Aux Délices, 26 janvier.

Il est arrivé un singulier inconvénient au paquet de M. Lekain : comme nous avions déclaré que nous ne recevrions aucun gros paquet qui ne fût contre-signé, il était demeuré à la poste ; nous ne l’avons reçu qu’aujourd’hui. J’ai donné à Mme  Denis le paquet qui la regardait ; elle ne l’a pas encore lu, parce que nous avons beaucoup de monde : pour moi, mon cher grand acteur, j’ai lu la lettre qui me regarde ; je suis très-sensible aux marques d’amitié que vous me donnez. J’espère avoir le plaisir de vous embrasser au saint temps de Pâques. On me mande qu’on ne jouera pas Rome sauvée ; ainsi voilà la tracasserie finie ; nous en dirons davantage dans la semaine sainte.
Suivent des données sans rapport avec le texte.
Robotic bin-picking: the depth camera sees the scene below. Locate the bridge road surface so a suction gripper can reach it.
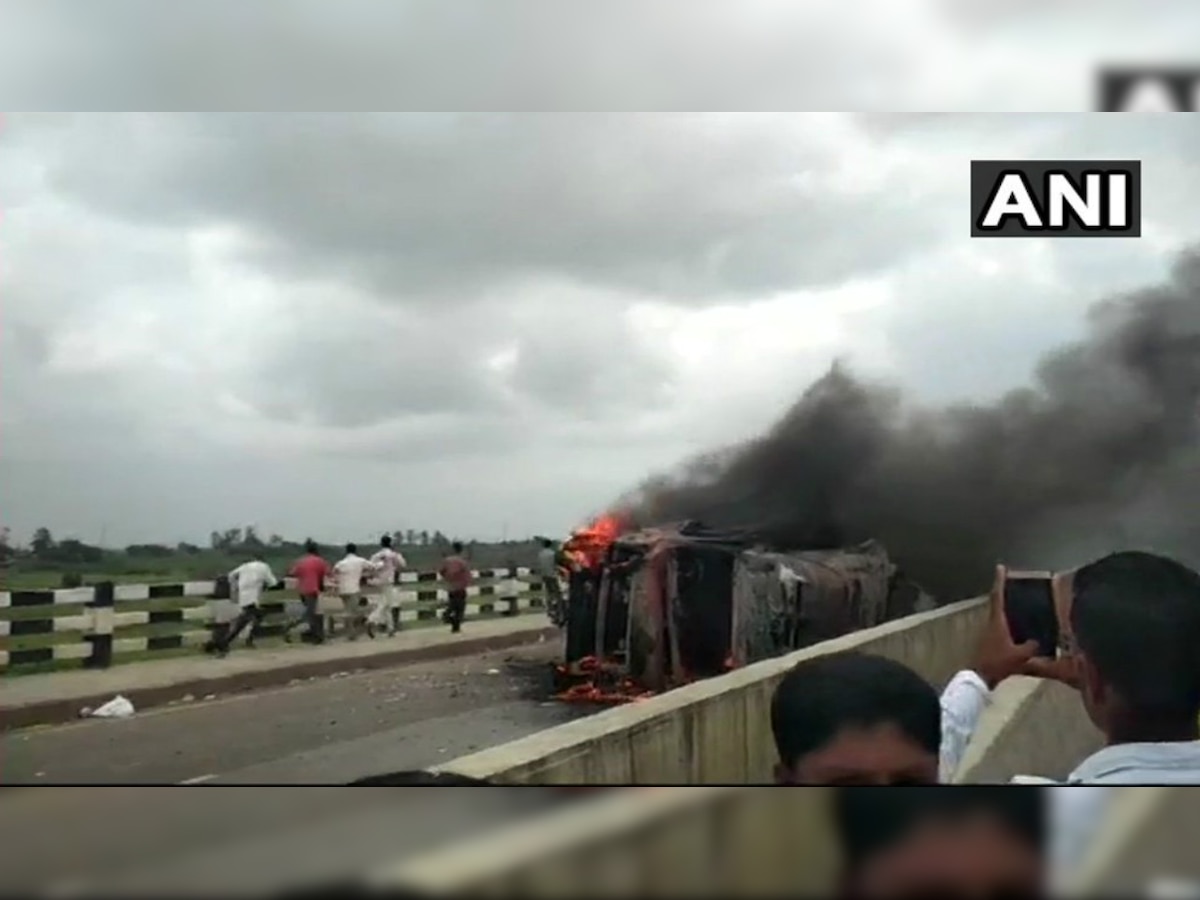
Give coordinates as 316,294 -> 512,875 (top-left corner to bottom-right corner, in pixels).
0,642 -> 592,785
0,642 -> 594,895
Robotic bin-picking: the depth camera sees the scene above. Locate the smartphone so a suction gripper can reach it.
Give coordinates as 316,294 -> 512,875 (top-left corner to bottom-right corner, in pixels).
1004,571 -> 1058,659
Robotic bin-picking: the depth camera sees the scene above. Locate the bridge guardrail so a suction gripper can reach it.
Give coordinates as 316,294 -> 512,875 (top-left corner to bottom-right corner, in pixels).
0,568 -> 545,674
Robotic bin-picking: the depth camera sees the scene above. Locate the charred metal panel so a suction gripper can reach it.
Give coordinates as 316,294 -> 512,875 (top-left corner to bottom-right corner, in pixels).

Je ne me porte pas trop bien : un travail forcé m’a tué.

Adieu. Je vous embrasse tendrement. V.


4815. — À M.  LE MARÉCHAL DUC DE RICHELIEU.
Aux Délices, 27 janvier.

Il y a, monseigneur, une prodigieuse différence, comme vous savez, entre vous et votre chétif ancien serviteur. Vous êtes frais, brillant, vous avez une santé de général d’armée, et je suis un pauvre diable d’ermite, accablé de maux, et surchargé d’un travail ingrat et pénible : c’est ce qui fait que votre serviteur vous écrit si rarement. Je me flatte bien que notre doyen[1] a fait l’honneur à l’Académie de lui présenter notre Dictionnaire. Je le crois fort bon : ce n’est pas parce que j’y ai travaillé, mais c’est qu’il est fait par mes confrères.

Je vous exhorte à voir le Droit du Seigneur, qu’on a follement appelé l’Ècueil du Sage. On dit qu’on en a retranché beaucoup de bonnes plaisanteries, mais qu’il en reste assez pour amuser le seigneur de France qui a le plus usé de ce beau droit. Si vous veniez dans nos déserts, vous me verriez jouer le bailli, et je vous assure que vous recevriez Mme  Denis et moi dans la troupe de Sa Majesté. On dit qu’on a donné des Étrennes aux sots. Assurément ces étrennes-là ne vous sont pas dédiées ; mais s’il fallait envoyer ce petit présent à tous ceux pour qui il est fait, il n’y

  1. Le doyen de l’Académie était Richelieu, qui y avait été reçu en 1720.